On April 6, the Treasury Department and IRS released a Strategic Operating Plan detailing how new funding and thousands of new hires will be applied, saying it will provide taxpayers with “world-class customer service and reduce the deficit by hundreds of billions [of dollars].”

The resources — included in the Inflation Reduction Act — will also improve enforcement among wealthy individuals and large corporations the IRS claims are "not paying the taxes they owe.”

“Thanks to Inflation Reduction Act resources, the IRS is already delivering significantly improved customer service this filing season,” Treasury Secretary Janet Yellen said in a statement. “The Strategic Operating Plan shows how the IRS will continue this transformation by providing world-class service, upgrading decades-old technology, and reducing the tax gap by ensuring high earners play by the same rules as working and middle-class families.”

The Strategic Operating Plan’s five objectives include the following: 

1.Dramatically improve services to help taxpayers meet their obligations and receive the tax incentives for which they are eligible.
2. Quickly resolve taxpayer issues when they arise.
3. Focus expanded enforcement on taxpayers with complex tax filings and high-dollar noncompliance to address the tax gap.
4. Deliver cutting-edge technology, data, and analytics to operate more effectively.
5. Attract, retain, and empower a highly-skilled, diverse workforce and develop a culture that is better equipped to deliver results for taxpayers.

Yellen emphasized that the plan complies with her directive that IRA resources not be used to raise audit rates for small businesses and households making less than $400,000 annually.

Customer Service

 

The IRS said it will help taxpayers “get it right” by interacting “with the IRS in the ways that work best for them on the phone, in-person, and online.” 
In the first five years of the 10-year plan, taxpayers can file all documents, respond to all notices online, and securely access and download their data and account history. 

"For the first time, the IRS will also help taxpayers identify potential mistakes before filing, quickly fix errors that delay their refunds, and more easily claim the credits and deductions they are eligible for," the Treasury Department said.

Improved Technology

 

The IRS will also eliminate paper backlogs that have delayed taxpayer refunds by digitizing forms and returns when received and transitioning to fully digital correspondence processes.
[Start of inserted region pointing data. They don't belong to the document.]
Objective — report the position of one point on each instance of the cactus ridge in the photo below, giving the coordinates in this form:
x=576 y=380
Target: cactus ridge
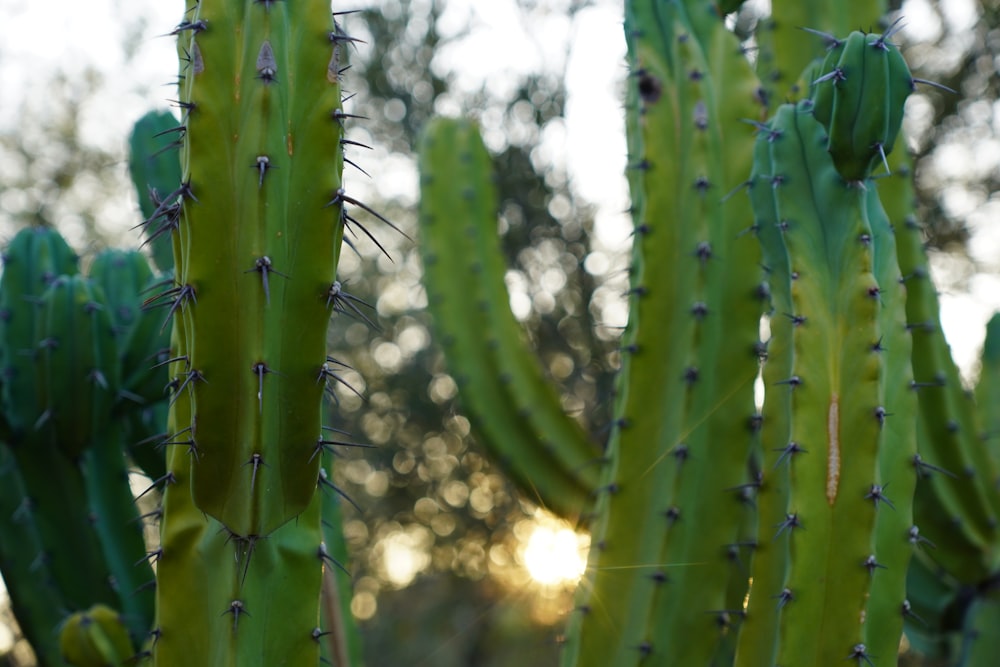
x=858 y=96
x=955 y=501
x=260 y=382
x=519 y=416
x=837 y=398
x=694 y=267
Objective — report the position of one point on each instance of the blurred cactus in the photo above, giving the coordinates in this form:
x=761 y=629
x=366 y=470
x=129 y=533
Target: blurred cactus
x=856 y=501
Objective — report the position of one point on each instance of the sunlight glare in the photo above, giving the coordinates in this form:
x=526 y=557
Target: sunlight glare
x=554 y=553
While the IRS will preserve paper filing options, scanning and digitizing all returns at the outset “will allow IRS to increase efficiency and improve service.”

More Enforcement

 

Due to what it says is a lack of resources and loss of top talent, audits of the wealthy and large corporations have plummeted over the last decade, and the amount of taxes evaded by the top 1% has exploded to $160 billion per year. According to the department, audit rates for millionaires fell by 77%, audit rates for large corporations fell by 44%, and audit rates for partnerships fell by 80% between 2010 and 2017.

It, therefore, claims it takes up to 50 times longer for top talent to audit wealthy individuals and their related entities than to complete simple audits — up to 250 hours rather than five hours on average. Corporate audits similarly average hundreds of hours over two to four years. 

The IRS said it would hire experienced accountants and attorneys and utilize improved data and analytics to ramp up enforcement at the top and ensure wealthy individuals, large corporations, and complex partnerships pay the taxes they owe.

Improved data and analytics will allow the IRS to better identify potential evasion within the complex structures used by high-income and high-wealth individuals and large corporations, ensuring top IRS talent focus their time on audits most likely to reveal significant evasion.